On January 5, 2021 the Company filed a Certificate of Amendment with the Secretary of State of the State of Nevada to effect a reverse split of our common stock at a ratio of 1-for-9 (the “Reverse Stock Split”). As a result of the Reverse Stock Split, each nine (9) pre-split shares of common stock outstanding were automatically combined into one (1) new share of common stock. All share and per shares numbers have been adjusted to reflect the Reverse Stock Split.

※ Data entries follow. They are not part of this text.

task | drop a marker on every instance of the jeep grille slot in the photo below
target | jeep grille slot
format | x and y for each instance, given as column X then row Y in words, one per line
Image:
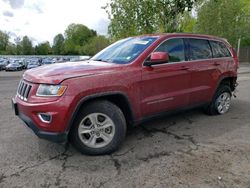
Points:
column 23, row 90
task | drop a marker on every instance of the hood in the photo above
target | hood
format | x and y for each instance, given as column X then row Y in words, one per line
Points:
column 56, row 73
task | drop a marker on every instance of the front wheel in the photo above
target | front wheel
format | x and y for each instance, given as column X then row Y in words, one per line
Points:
column 221, row 101
column 99, row 128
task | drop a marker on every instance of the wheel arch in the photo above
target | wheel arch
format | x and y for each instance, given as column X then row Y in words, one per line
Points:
column 117, row 98
column 228, row 80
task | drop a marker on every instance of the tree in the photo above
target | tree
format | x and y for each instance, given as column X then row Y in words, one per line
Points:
column 144, row 16
column 4, row 40
column 225, row 18
column 187, row 22
column 26, row 45
column 77, row 35
column 18, row 46
column 95, row 45
column 43, row 49
column 58, row 44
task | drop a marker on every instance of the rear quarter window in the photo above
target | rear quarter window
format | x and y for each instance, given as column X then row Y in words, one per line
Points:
column 219, row 49
column 174, row 48
column 199, row 49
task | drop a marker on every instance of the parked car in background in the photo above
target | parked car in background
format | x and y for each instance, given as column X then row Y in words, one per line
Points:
column 92, row 102
column 3, row 63
column 14, row 67
column 32, row 65
column 48, row 61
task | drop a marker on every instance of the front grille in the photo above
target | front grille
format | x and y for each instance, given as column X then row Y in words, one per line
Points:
column 23, row 90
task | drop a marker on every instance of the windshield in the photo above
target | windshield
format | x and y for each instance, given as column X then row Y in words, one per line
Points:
column 124, row 51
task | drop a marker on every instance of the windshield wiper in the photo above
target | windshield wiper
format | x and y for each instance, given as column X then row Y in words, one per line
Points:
column 103, row 60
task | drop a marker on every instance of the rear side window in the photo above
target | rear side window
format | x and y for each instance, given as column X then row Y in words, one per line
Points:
column 219, row 49
column 174, row 48
column 199, row 49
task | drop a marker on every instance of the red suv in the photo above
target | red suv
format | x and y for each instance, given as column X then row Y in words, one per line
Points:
column 92, row 102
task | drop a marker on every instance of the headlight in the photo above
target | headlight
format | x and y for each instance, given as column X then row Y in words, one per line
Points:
column 50, row 90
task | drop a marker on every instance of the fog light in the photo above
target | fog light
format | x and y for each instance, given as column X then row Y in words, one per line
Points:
column 44, row 117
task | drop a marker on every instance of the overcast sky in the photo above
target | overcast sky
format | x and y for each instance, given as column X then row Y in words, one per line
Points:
column 43, row 19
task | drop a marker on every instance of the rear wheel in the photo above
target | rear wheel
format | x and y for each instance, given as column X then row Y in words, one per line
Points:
column 100, row 128
column 221, row 101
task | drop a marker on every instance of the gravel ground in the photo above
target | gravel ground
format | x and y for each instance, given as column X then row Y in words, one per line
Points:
column 189, row 149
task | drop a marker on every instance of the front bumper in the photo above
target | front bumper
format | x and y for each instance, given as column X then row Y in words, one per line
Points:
column 58, row 137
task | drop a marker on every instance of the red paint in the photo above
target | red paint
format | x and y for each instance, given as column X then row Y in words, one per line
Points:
column 149, row 90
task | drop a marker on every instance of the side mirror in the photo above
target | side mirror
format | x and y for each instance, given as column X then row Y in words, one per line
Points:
column 157, row 58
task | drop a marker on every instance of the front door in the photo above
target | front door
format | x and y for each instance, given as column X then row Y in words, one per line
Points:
column 166, row 86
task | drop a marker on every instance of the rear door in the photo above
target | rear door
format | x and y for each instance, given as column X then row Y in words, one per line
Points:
column 166, row 86
column 202, row 70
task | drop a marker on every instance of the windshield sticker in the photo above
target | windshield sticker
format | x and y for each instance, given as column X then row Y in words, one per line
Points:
column 143, row 42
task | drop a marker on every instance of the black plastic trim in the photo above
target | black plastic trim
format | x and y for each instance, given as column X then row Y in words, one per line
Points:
column 98, row 95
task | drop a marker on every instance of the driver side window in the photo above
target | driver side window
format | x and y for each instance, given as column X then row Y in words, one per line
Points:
column 174, row 48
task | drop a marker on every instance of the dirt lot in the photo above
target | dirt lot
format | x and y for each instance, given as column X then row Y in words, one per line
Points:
column 189, row 149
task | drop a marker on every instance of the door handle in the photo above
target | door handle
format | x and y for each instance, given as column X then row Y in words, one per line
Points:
column 216, row 63
column 184, row 68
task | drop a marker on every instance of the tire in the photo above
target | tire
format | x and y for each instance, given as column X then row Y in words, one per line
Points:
column 104, row 127
column 221, row 101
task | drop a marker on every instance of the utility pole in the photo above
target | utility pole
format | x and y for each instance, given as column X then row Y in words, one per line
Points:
column 238, row 48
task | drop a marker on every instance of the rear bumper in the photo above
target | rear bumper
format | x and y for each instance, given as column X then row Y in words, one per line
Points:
column 60, row 137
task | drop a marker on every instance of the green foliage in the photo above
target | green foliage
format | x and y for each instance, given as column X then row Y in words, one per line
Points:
column 95, row 45
column 26, row 46
column 77, row 36
column 58, row 44
column 4, row 40
column 78, row 40
column 43, row 49
column 224, row 18
column 144, row 16
column 187, row 23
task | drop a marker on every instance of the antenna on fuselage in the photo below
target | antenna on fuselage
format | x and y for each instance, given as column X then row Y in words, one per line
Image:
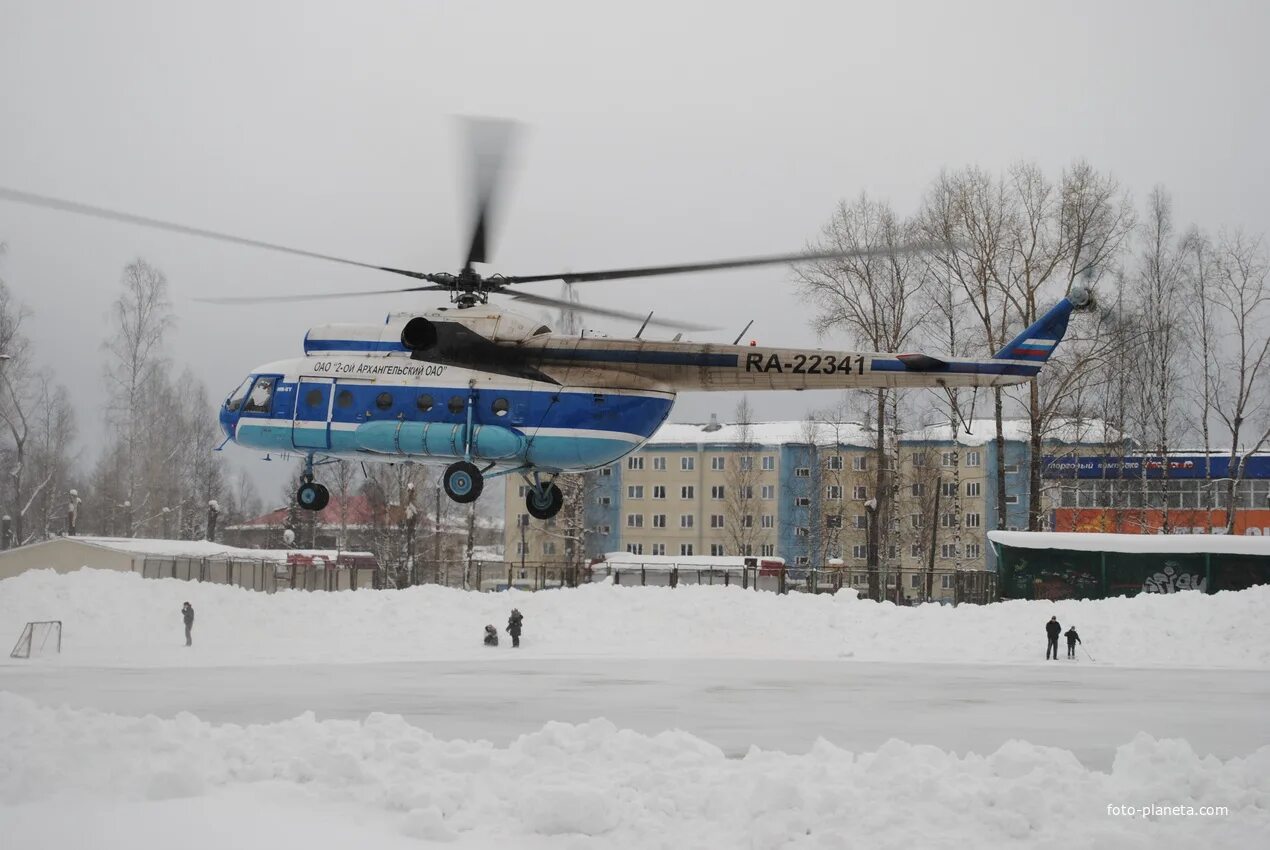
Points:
column 638, row 333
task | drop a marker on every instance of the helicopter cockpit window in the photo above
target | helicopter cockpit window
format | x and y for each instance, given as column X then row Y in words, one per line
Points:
column 236, row 397
column 260, row 398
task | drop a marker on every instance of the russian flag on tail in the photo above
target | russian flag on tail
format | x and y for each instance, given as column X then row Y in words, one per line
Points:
column 1038, row 342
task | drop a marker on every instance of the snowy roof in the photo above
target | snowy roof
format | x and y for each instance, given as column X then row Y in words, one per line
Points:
column 854, row 433
column 1134, row 543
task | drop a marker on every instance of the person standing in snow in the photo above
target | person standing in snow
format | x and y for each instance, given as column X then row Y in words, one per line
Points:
column 513, row 627
column 1072, row 639
column 1052, row 630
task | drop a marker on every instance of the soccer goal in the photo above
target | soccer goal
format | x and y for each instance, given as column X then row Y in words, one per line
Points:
column 40, row 638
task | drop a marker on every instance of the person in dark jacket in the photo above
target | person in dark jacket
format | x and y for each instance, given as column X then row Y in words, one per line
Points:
column 1052, row 630
column 1072, row 639
column 513, row 627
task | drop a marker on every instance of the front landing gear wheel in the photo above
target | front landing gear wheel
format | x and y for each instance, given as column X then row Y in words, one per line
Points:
column 545, row 503
column 313, row 497
column 464, row 482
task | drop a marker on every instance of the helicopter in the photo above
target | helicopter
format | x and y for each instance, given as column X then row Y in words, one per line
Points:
column 490, row 391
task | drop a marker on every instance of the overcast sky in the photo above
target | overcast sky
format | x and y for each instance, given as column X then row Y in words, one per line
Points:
column 657, row 132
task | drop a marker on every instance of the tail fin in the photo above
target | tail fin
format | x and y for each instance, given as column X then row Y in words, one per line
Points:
column 1039, row 341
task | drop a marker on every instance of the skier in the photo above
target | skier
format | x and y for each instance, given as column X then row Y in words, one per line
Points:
column 1052, row 630
column 1072, row 639
column 513, row 627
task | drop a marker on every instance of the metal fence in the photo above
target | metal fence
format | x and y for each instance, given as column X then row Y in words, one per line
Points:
column 264, row 576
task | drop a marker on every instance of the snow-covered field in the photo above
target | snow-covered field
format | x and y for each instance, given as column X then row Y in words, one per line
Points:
column 337, row 719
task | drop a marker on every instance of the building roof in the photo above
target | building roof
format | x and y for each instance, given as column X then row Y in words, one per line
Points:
column 1136, row 543
column 854, row 433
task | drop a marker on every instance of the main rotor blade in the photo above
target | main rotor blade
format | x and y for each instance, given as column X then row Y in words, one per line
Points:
column 318, row 296
column 489, row 141
column 127, row 217
column 655, row 271
column 541, row 300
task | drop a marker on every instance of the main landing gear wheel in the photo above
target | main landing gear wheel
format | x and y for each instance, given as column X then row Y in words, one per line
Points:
column 464, row 482
column 545, row 503
column 313, row 496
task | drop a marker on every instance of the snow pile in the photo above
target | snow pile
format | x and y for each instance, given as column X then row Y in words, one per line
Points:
column 125, row 620
column 626, row 789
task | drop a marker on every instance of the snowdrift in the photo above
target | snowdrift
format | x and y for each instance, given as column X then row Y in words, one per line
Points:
column 594, row 785
column 120, row 619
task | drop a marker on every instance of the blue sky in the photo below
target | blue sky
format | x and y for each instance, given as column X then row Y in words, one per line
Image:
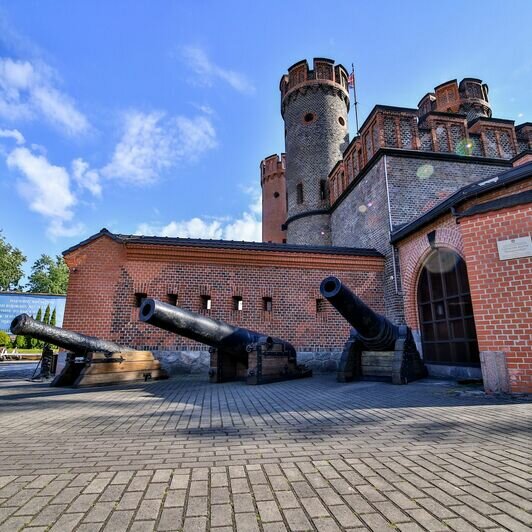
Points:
column 152, row 116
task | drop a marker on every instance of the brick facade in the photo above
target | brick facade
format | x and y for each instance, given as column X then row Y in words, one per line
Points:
column 500, row 290
column 273, row 184
column 108, row 272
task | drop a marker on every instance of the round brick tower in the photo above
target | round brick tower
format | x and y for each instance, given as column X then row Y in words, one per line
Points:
column 273, row 186
column 314, row 106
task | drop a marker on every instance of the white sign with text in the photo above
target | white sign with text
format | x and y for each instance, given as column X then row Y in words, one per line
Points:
column 515, row 248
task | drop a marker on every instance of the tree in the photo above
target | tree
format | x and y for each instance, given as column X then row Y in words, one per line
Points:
column 11, row 261
column 33, row 343
column 46, row 318
column 5, row 340
column 49, row 276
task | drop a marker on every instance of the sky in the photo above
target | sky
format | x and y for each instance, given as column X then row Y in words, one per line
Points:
column 152, row 116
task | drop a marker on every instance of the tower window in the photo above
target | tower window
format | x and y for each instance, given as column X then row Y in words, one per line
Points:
column 206, row 302
column 267, row 304
column 299, row 193
column 237, row 303
column 323, row 189
column 139, row 298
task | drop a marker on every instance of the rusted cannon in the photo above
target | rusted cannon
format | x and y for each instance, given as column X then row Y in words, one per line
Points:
column 91, row 361
column 376, row 348
column 236, row 353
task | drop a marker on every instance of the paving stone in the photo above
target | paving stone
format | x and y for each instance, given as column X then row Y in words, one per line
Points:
column 221, row 515
column 148, row 510
column 345, row 516
column 129, row 501
column 119, row 521
column 310, row 454
column 196, row 506
column 297, row 520
column 269, row 511
column 170, row 519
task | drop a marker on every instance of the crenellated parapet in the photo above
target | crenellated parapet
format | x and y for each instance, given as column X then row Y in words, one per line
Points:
column 456, row 118
column 470, row 97
column 272, row 168
column 325, row 75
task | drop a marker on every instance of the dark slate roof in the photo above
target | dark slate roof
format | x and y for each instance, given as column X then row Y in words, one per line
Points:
column 225, row 244
column 469, row 191
column 520, row 198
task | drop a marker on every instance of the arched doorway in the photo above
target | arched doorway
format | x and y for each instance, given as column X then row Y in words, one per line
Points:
column 445, row 311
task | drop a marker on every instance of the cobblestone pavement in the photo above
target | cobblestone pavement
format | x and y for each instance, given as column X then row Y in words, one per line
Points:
column 312, row 454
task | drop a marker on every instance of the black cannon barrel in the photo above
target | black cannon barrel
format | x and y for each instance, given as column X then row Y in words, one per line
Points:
column 373, row 328
column 69, row 340
column 215, row 333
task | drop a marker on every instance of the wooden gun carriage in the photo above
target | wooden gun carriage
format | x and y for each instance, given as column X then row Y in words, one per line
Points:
column 91, row 361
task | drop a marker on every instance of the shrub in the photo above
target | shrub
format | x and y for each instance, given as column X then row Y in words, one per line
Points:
column 5, row 340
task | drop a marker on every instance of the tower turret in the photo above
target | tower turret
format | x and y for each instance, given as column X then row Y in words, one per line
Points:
column 273, row 185
column 314, row 106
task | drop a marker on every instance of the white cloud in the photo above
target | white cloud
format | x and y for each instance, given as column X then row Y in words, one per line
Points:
column 207, row 72
column 13, row 134
column 248, row 227
column 152, row 143
column 27, row 91
column 57, row 229
column 195, row 136
column 193, row 228
column 46, row 188
column 86, row 178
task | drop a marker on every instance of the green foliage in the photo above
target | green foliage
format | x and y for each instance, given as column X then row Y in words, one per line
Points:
column 5, row 340
column 48, row 275
column 46, row 318
column 11, row 261
column 20, row 342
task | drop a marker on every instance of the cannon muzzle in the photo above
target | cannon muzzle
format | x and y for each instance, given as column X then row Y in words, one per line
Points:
column 373, row 329
column 77, row 343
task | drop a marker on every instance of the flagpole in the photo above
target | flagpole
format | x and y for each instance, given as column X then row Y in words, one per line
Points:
column 355, row 103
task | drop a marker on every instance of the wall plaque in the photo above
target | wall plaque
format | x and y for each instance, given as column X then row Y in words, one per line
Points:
column 515, row 248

During the nine months ended September 30, 2021, the Company issued shares of its common stock as follows:

 

 

·

490,689 shares of common stock issued for services valued at fair value on the date of the transactions, totaling $388,662.

 

 

 

 

·

169,336 shares of common stock issued as discount on debt valued at fair value on the date of the transaction totaling $141,321.

 

 

 

 

·

16,153,846 shares of common stock issued pursuant to a subscription agreement for $18,900,000 (see Note 1)

 

 

 

 

·

27,500,000 shares of common stock issued pursuant to a Securities Purchase Agreement for $11,000,000 (see Note 1)

 

 

 

 

·

2,603,139 shares of common stock issued in settlement of debt and short-term borrowings, valued at fair value on the date of the transaction totaling $3,800,164, and resulting in a loss on financing settlements of $1,847,810.

 

 

 

 

·

950,000 shares of common stock issued as prepaid equity-based compensation, totaling $1,187,500.

  

During the nine months ended September 30, 2020, the Company issued shares of its common stock as follows:

 

 

·

2,327,712 shares of common stock issued for services valued at fair value on the date of the transactions, totaling $2,986,763

 

 

 

 

·

47,026 shares of common stock pursuant to the exercise of 703,000 warrants.

 

 

 

 

·

16,667 shares of common stock issued for exercise of warrants as a reduction of debt valued at fair value on the date of the transaction totaling $15,000.

 

 

 

 

·

11,007 shares of common stock issued pursuant to a subscription agreement for $7,925.

 

 

 

 

·

2,261,768 shares of common stock issued as discount on debt valued at fair value on the date of the transaction totaling $2,375,501.

 

 

 

 

·

84,446 shares of common stock issued for payment of interest, totaling $115,958

 

 

 

 

·

3,572,870 shares of common stock issued for various debt conversions totaling $4,350,146.

 

 

 

 

·

2,905,699 shares of common stock issued in settlement of debt and short-term borrowings, valued at fair value on the date of the transaction totaling $4,110,250 and resulting in a loss on financing settlements of $931,894.